I guess you all may have noticed by now that I'm not writing much lately. I could give you a list of reasons why.
- We are very busy at work OR
- Our Internet service at home is spotty due to the much needed rain OR
- I am in the middle of a Bible study and have little free time OR
- We don't have exciting things going on OR
- I forget.
But the honest answer would be that I am having a hard time finding 'my voice'. I am just now realizing that I have been struggling with expressing myself for fear of failure or of disappointing someone.
You see, I started this blog in hopes of keeping our extended family in Arkansas (and beyond) updated with more of our day to day happenings. A way of staying in touch, if you will. But I'm not sure many of them actually drop in very often...or if they do, I am not aware of it. By then, the blog had become my external hard drive. When we wanted to revisit an event or be reminded of when we did what...we could almost always find a reference to it on the blog. I even stored some of my most often visited recipes here.
And then the subtle criticisms began. Once when I posted about a book I had read, someone anonymously commented that they wished I would quit talking about books and go take a walk instead. Nothing was ever said harshly, but I felt like I was letting people down.
After the subtle criticisms came an even scarier prospect, expectations. Those who love and support me in so many, many ways began making comments like I should write a book...or a Bible study...or how they loved my travelogue stories even though they were there for the travels. And I began to shrink away. My words became sparse. I felt my voice growing squeaky as though my throat were clinched tight from the fear of disappointing.
...Fast forward to October...
Several things are converging at once in my life right now.
First of all, a few friends and I are completing the Kelly Minter Bible study, Ruth. This has been a deeply moving study for me...especially as we dive into this last section on Legacy.
Second, there are several blogs that I follow that are participating in the 31 Days Series. If you are not familiar with it, in the month of October some bloggers choose to write for 31 days on a single topic.

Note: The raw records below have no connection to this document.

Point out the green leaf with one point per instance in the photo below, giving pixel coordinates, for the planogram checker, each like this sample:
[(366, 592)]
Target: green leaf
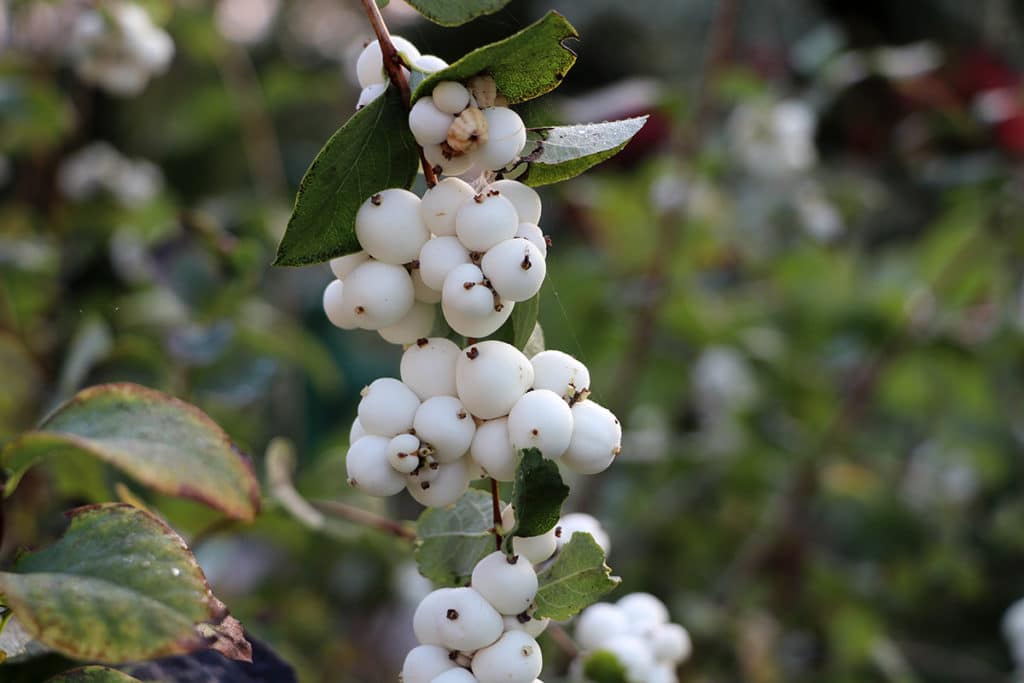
[(577, 579), (538, 494), (372, 152), (456, 12), (565, 152), (165, 443), (451, 541), (92, 675), (524, 66), (118, 586)]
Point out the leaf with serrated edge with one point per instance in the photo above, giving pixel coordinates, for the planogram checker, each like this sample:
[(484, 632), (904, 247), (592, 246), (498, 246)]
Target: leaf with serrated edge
[(565, 152), (538, 494), (165, 443), (451, 541), (118, 586), (456, 12), (577, 579), (524, 66), (374, 151)]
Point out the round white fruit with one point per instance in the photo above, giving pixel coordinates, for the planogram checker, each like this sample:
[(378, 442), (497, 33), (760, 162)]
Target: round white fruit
[(541, 420), (334, 305), (446, 425), (441, 203), (560, 373), (389, 227), (514, 658), (523, 198), (515, 268), (492, 450), (387, 408), (425, 663), (451, 96), (508, 584), (491, 377), (428, 367), (369, 469), (378, 294), (484, 221), (439, 257)]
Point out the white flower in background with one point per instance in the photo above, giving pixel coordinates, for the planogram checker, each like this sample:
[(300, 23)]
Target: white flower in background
[(119, 49), (773, 138), (99, 167)]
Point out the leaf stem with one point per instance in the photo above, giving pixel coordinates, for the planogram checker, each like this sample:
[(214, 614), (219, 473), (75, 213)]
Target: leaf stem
[(393, 65)]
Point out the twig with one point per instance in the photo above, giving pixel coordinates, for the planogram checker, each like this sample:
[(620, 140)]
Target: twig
[(393, 66)]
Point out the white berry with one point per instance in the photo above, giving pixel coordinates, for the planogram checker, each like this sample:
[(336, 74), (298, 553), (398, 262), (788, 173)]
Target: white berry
[(387, 408), (446, 425), (428, 368), (508, 584), (491, 377), (515, 268), (389, 227), (541, 420), (514, 658), (484, 221), (369, 469)]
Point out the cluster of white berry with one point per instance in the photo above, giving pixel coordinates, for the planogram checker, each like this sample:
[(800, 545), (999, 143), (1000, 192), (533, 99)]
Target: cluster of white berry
[(119, 48), (475, 253), (637, 632), (459, 414), (485, 633)]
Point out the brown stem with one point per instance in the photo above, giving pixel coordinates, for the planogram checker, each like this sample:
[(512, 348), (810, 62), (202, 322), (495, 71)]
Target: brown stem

Michelle DeRusha (formerly of Graceful) has been writing on the subject 'Authentic You'. In
a post a few days ago she talked about when she found herself mimicking Ann Voskamp's 'voice' and failing miserably. She spoke about her struggle to realize that just as there is only
one Ann...there is also only one Michelle. (And I, for one, am grateful for both of them.)
Another blogger that I follow is Emily P. Freeman. (I found out the hard way the other day on Amazon that I must include the P. in order to find her!) In her "31 Days of Living Art", she wrote a post entitled
'This Is Your Courage, Fully Released'. In that post was a sentence that took me back a bit and helped me to see my 'quietness' for what it really was...fear.
"
Was I me? Did I offer my genuine self into the presence of others as myself? Or did I show up as an imposter?"
So what if someone doesn't want to read what I think about a book? That person, anonymous or not, doesn't have to keep reading. They can come back in a few days to find pictures from that walk around the 17 acres...or not. So what if I never write a book, or a Bible study? Those friends who love and encourage me will still be there loving and encouraging me in whatever I do.
And the topper...this quote from Lysa Terkwerst over at
(in)courage today.
"Not everyone will be published but having your thoughts, life lessons, and creative stories captured in a place outside your mind is good. I would treasure one page of wisdom written by my great-grandmother. But all her words died with her. And that makes me sad."
If I want to leave a legacy for my very own family...I need to just be me. I wish I had blog pages from my grandparents and great-grandparents to return to and to be reminded of where I came from. I would cherish a book, a page, a paragraph...even a sentence of heartfelt sentiment from my grandmothers today. So, why am I so hesitant to leave my own?
If you made it this far, thanks for reading! I'm pretty sure either you love me dearly...or you deserve the medal of honor...maybe both. I would appreciate your prayers for me as I 'find my voice' again and gather the courage to use it.